GO analysis can gain an understanding of the biological properties of target genes and clarify the changes in gene functions through sample differences in the experiment [41,42], which can more accurately calculate the probability of GO items enriched for different genes [43]. Duan et al. [44] conducted a GO enrichment analysis on the differentially expressed genes in normal and MCAO/R rats, suggesting that the significantly highly enriched CC items in the model group included the cell surface, vesicles and cytoplasmic cells, and the most enriched MF item was protein binding. In the present study, we found that the enriched GO terms in the miRNA target genes were protein binding, cell surface, vesicles and cytoplasmic cells.

KEGG analysis is a primary public database of signaling pathways that can be used to find key genes related to diseases [45]. The pathological process of CIRI is complex, and it has been confirmed that a variety of miRNAs are involved in the regulation of signal pathway transduction in the occurrence and development of CIRI [46,47,48]. Yuen et al. [49] showed that erythropoietin and cyclosporine treatment can mitigate ischemic brain damage by inhibiting inflammation after acute ischemic stroke in rats, and its molecular mechanism was principally associated with the MAPK signaling pathway. Gao et al. [50] found that ginsenoside Rb1 can promote neurotransmitter release and improve functional recovery after stroke via the cAMP pathway. Meng et al. [36] revealed that Panax notoginseng has a protective effect on cerebral ischemia and that its possible molecular mechanisms involve the Rap1, cAMP, and cGMP-PKG signaling pathways. Our results showed that these pathways were potentially related to the neuroprotective effect of 20(R)-Rg3, including the cGMP-PKG, cAMP and MAPK signaling pathways, and the specific mechanisms of action and regulation of these signaling pathways warrant further investigation.

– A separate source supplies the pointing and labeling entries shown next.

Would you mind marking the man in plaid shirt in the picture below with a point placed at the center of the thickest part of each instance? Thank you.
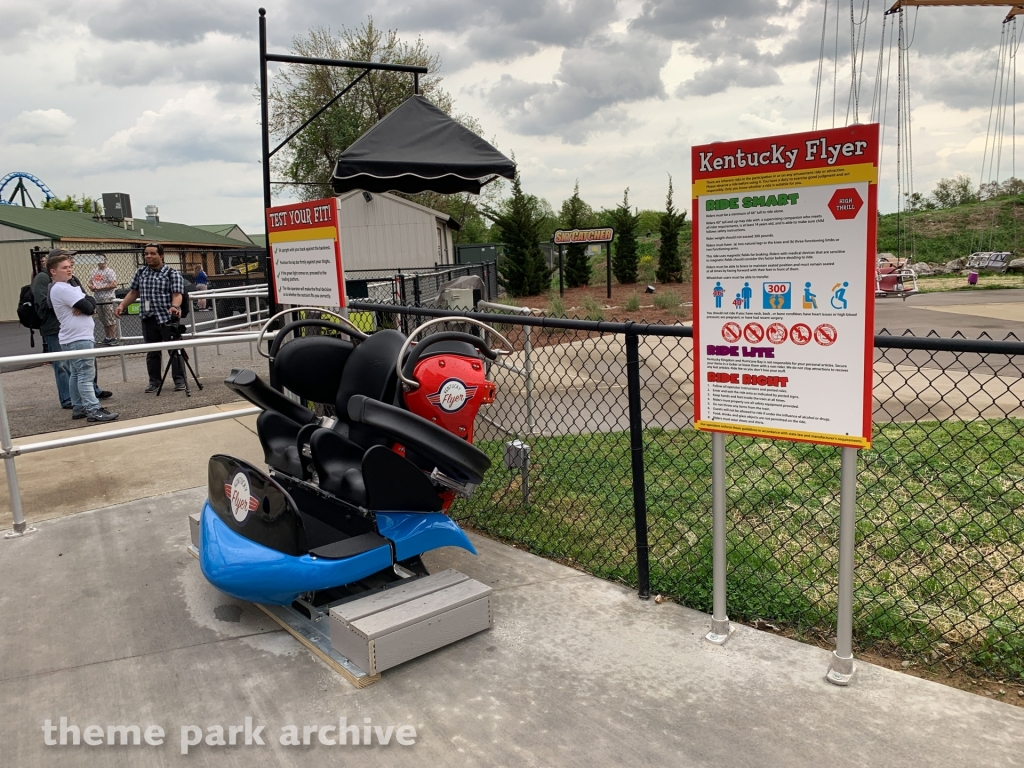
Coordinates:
(160, 289)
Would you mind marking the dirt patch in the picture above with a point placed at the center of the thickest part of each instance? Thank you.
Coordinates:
(675, 303)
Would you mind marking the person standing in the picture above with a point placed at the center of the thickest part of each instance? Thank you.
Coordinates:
(74, 311)
(102, 282)
(50, 329)
(160, 289)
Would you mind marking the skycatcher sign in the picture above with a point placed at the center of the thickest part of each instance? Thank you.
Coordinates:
(783, 292)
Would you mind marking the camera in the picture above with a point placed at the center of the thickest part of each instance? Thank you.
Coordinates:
(172, 330)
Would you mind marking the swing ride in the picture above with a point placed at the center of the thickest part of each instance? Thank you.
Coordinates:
(20, 192)
(895, 275)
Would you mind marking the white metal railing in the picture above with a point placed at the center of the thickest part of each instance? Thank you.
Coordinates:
(8, 451)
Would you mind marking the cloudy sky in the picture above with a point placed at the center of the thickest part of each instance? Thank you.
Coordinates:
(156, 98)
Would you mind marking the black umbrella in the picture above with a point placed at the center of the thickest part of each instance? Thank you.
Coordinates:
(416, 148)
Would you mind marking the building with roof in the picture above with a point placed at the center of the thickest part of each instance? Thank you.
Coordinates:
(228, 230)
(24, 228)
(384, 231)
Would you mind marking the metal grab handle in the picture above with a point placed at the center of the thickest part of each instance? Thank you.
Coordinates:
(413, 383)
(259, 341)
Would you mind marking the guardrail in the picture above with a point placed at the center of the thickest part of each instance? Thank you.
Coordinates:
(8, 451)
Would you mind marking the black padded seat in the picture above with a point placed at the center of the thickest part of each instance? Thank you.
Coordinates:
(312, 367)
(279, 436)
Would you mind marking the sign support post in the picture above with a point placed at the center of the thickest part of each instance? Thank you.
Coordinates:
(561, 271)
(842, 668)
(784, 231)
(720, 627)
(584, 238)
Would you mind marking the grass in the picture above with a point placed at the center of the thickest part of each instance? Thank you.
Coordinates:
(986, 282)
(666, 300)
(940, 529)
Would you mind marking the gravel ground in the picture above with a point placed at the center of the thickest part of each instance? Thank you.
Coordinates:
(32, 397)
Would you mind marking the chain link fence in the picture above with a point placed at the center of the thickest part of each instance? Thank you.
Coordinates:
(939, 574)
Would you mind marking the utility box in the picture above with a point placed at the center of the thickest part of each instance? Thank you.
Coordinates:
(117, 206)
(462, 298)
(516, 455)
(387, 628)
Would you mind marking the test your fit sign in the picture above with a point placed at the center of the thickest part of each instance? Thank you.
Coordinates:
(306, 254)
(783, 291)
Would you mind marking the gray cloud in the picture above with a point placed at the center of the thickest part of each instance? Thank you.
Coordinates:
(497, 31)
(589, 87)
(726, 73)
(177, 24)
(220, 59)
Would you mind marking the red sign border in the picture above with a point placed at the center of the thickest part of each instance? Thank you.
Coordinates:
(872, 132)
(310, 204)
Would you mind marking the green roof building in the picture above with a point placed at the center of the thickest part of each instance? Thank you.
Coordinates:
(24, 228)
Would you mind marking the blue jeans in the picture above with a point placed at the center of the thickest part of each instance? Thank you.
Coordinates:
(61, 372)
(82, 379)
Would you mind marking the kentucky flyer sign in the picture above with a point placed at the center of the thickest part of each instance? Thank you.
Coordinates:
(783, 285)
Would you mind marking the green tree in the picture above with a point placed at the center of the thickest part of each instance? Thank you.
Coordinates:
(670, 265)
(957, 190)
(626, 260)
(71, 203)
(520, 221)
(577, 214)
(299, 90)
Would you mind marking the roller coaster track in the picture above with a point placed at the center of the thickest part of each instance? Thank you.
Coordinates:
(22, 177)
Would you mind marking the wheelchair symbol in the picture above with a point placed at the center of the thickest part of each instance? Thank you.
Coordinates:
(839, 296)
(776, 295)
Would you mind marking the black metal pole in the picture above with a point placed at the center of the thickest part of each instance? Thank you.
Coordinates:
(265, 162)
(561, 283)
(636, 451)
(607, 251)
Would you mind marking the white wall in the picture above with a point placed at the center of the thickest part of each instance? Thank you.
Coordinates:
(387, 232)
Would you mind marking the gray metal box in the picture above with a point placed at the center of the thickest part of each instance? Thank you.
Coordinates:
(117, 206)
(388, 628)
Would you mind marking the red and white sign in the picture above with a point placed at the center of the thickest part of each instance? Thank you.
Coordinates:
(783, 274)
(305, 254)
(731, 332)
(777, 333)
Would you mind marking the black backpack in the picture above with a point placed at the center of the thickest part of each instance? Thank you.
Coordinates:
(27, 313)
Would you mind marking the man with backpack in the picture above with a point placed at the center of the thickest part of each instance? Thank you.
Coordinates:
(161, 292)
(49, 329)
(74, 310)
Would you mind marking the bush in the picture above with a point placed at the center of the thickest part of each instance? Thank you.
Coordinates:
(667, 300)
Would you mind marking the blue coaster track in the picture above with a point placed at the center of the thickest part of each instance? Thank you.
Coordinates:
(20, 177)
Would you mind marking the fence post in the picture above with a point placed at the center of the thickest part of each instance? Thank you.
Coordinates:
(636, 451)
(527, 349)
(19, 527)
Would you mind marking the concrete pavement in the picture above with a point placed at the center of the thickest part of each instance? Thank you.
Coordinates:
(109, 622)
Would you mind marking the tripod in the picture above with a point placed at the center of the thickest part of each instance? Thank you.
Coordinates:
(181, 354)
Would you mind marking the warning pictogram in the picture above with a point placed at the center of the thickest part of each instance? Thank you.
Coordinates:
(800, 334)
(754, 332)
(846, 204)
(776, 333)
(825, 335)
(731, 332)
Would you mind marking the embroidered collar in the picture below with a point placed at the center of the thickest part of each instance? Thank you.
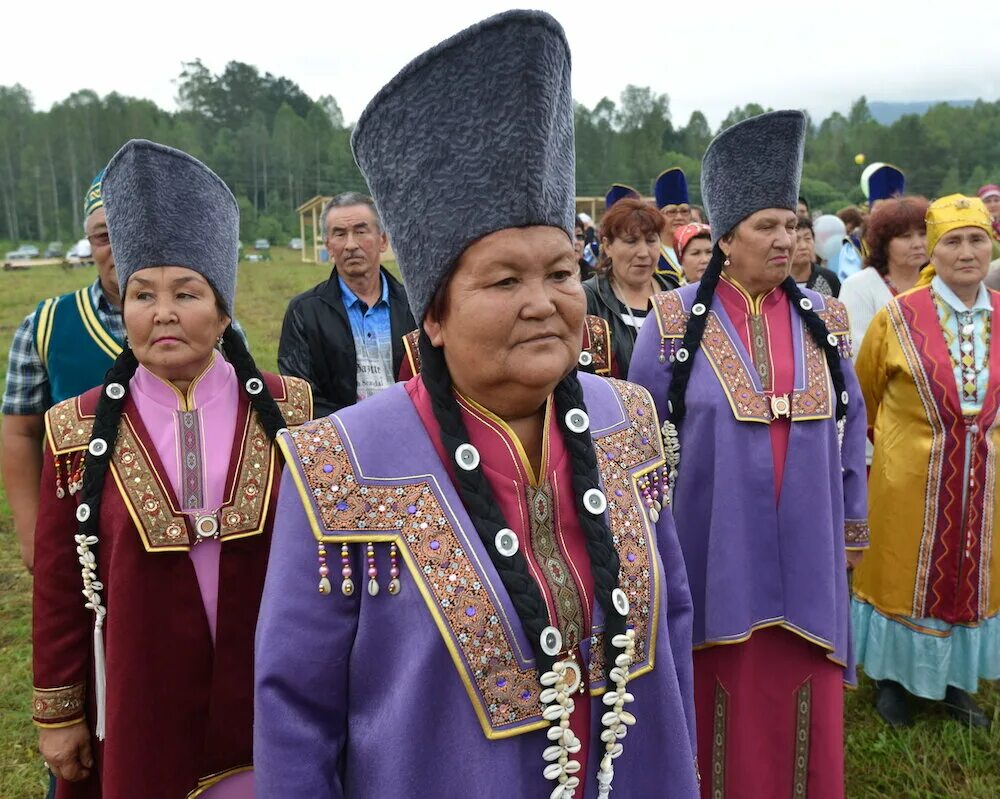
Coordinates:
(203, 388)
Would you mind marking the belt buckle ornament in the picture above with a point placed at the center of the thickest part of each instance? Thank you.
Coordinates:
(206, 526)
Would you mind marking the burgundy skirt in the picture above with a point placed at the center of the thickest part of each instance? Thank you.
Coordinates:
(770, 717)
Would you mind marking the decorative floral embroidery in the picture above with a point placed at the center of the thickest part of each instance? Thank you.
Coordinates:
(856, 532)
(54, 705)
(412, 511)
(509, 693)
(803, 717)
(68, 429)
(597, 341)
(748, 404)
(554, 568)
(162, 525)
(670, 314)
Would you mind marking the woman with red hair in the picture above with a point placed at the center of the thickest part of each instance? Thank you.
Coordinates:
(626, 276)
(897, 250)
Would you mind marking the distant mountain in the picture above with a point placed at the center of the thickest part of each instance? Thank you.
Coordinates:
(887, 113)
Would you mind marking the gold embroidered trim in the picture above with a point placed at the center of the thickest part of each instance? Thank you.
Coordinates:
(555, 570)
(67, 429)
(597, 341)
(450, 582)
(803, 714)
(719, 718)
(670, 314)
(51, 705)
(856, 532)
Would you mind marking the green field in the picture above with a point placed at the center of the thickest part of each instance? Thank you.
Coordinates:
(936, 758)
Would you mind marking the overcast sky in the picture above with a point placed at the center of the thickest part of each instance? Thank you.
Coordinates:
(715, 54)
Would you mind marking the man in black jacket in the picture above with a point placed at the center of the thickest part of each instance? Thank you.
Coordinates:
(345, 335)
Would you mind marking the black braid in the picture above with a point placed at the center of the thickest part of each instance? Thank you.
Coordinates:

It has been reported that the inhibition of miR-19a-3p can alleviate CIRI by improving inflammation and apoptosis in vivo and in vitro [51]. Wang et al. [52] found that ginsenoside Rb1 can increase the expression of miR-130b-5p in the spinal cord tissues of rats after spinal cord injury and decrease the expression of inflammatory factors. Mota et al. [53] found that resveratrol treatment can reduce the expression of Tgfb1 and inflammatory factors in MCAO/R mice. Zhang et al. [54] found that treatment with RT-PA and 2-(2-Benzofu-Ranyl)-2-imidazoline could alleviate brain injury induced by delayed thrombolysis and reduce the expression of intercellular adhesion molecule 1 (ICAM1). In the present study, we constructed a miRNA–mRNA interaction network diagram and revealed that multiple differentially expressed miRNAs (miR-204-3p, miR-449a-5p and miR-21-3p) could regulate the expression of target genes such as Tgfb1, ICAM1 and GFAP. Nevertheless, the interaction mechanisms of miRNA–mRNA that underlie 20(R)-Rg3 neuroprotection deserve further study.

5. Conclusions

In summary, our results suggest that 20(R)-Rg3 can improve neurobehavioral dysfunction in rats following MCAO/R. The molecular mechanism may be related to changes in the cGMP-PKG, cAMP and MAPK signaling pathways. These differentially expressed miRNAs, genes and pathways could serve as potential targets of therapy for further research on the neuroprotective effect of 20(R)-Rg3 in ischemic stroke.